I agree with the above posts in that not all the characters get what they deserve (on top of the fact that I'm not prepared to say that character deserve to die for things that they've done wrong in their life).  To me, Tom is the most despicable character in the book, and if his only "punishment" is to spend the rest of his life with Daisy, well I don't think that's so bad, relatively speaking.  Myrtle, on the other hand, is nearly as despicable as Tom, but she ends up squashed in the road.  They don't get dealt an even hand at all.

mwestwood's profile pic

mwestwood | College Teacher | (Level 3) Distinguished Educator

Posted on

Considering the novel as tragedy, the role of fate in The Great Gatsby does bring characters to their deserved ends.  Since the major characters of Fitzgerald's novel are all morally decadent, their tragic endings reflect this decadence. 

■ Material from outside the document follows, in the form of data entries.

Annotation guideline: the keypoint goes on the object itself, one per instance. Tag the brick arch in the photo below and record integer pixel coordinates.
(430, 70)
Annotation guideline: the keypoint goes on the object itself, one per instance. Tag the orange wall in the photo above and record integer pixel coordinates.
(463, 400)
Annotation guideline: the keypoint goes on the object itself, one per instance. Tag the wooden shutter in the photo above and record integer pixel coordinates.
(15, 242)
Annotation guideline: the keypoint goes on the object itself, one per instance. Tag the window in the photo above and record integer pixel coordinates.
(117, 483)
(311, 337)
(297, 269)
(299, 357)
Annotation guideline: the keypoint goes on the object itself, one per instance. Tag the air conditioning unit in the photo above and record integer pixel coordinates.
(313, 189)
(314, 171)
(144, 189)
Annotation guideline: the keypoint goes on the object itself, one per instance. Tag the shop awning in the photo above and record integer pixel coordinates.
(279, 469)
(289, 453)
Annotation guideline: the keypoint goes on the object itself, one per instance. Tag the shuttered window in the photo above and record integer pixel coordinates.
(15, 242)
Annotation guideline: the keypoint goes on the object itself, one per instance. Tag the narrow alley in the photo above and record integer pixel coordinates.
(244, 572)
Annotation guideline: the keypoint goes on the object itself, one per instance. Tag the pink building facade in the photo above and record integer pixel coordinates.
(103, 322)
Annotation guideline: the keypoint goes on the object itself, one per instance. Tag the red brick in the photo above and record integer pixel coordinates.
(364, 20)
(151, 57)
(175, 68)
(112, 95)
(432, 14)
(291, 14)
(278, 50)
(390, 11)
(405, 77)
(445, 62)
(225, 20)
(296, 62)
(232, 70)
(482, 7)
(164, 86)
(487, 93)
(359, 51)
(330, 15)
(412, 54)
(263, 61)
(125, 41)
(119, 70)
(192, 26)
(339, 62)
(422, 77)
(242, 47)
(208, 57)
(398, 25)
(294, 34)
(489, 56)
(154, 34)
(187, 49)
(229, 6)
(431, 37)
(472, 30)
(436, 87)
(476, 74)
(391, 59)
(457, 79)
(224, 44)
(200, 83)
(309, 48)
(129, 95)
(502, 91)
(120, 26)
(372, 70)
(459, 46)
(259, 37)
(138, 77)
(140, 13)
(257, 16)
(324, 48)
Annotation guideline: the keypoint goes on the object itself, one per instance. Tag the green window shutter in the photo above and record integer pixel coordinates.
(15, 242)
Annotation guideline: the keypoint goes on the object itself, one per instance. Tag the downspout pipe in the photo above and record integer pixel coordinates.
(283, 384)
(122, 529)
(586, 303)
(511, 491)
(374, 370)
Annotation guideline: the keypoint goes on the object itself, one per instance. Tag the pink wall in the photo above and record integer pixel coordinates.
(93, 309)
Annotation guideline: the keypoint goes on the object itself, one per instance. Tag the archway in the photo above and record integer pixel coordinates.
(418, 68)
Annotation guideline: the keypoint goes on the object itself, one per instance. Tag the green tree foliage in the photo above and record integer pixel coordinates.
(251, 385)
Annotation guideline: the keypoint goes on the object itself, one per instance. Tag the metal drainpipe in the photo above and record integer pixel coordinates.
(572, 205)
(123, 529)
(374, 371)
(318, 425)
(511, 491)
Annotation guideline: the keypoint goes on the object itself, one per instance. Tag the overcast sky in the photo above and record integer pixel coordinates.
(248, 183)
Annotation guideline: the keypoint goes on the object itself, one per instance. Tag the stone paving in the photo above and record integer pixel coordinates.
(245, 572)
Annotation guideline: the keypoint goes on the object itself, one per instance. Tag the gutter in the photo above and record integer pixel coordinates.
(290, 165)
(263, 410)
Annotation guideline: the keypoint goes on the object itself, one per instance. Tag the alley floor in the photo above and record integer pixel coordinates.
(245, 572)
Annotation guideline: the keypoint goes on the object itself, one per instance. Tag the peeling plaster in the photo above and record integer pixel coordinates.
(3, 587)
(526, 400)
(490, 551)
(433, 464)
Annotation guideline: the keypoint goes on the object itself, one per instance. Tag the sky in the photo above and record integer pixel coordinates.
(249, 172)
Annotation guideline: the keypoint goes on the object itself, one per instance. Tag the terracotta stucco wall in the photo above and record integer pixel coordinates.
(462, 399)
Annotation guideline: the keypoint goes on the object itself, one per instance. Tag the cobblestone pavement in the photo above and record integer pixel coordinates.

Jay Gatsby's death, for instance, is untimely, but merciful, as in death he conforms to an ideal of himself.  For, he is the sacrificial victim, who leaves behind his sordidness in the person of Wolfscheim and his idealism in the person of his father, Mr. Gatz. Gatsby's ideals are what have blinded him to reality.  Like Phaeton in mythology, who harnessed his chariot to the sun in his ambition and was killed, Gatsby strives with his yellow car, and all that it symbolizes, to capture Daisy, and fails, likewise. 

While Tom and Daisy do not suffer from the law for their crimes, they must suffer on together and live out lives in a marriage predicated upon lies and moral corruption.  Daisy, who cannot renounce time, is condemned to being "foolish" and bearing Tom's indiscretions.  He must live a life of emptiness.  Tom and Daisy must continue on as Nick expresses it at the novel's end,

...beat on, boats against the current, borne back ceaselessly, into the past.

Mrytle, who is also morally corrupt, ignores her husband and covets material wealth.  While she is a victim of the villainous Tom, Mrytle's immoral behavior and cruelty to her husband costs her life.

The amoral Jordan Baker is uncaring about others, using them and lying about things to them.  Her fate is brought about by this amorality, however, and she is truly hurt by Nick's "throwing her over," and she felt "a little dizzy" at being alone.  She talks with Nick over the phone:

"...do you remember....You said a bad driver ws only safe until she met another bad driver?  Well, I met another bad driver, didn't I?  I mean it was careless of me to make such a wrong guess.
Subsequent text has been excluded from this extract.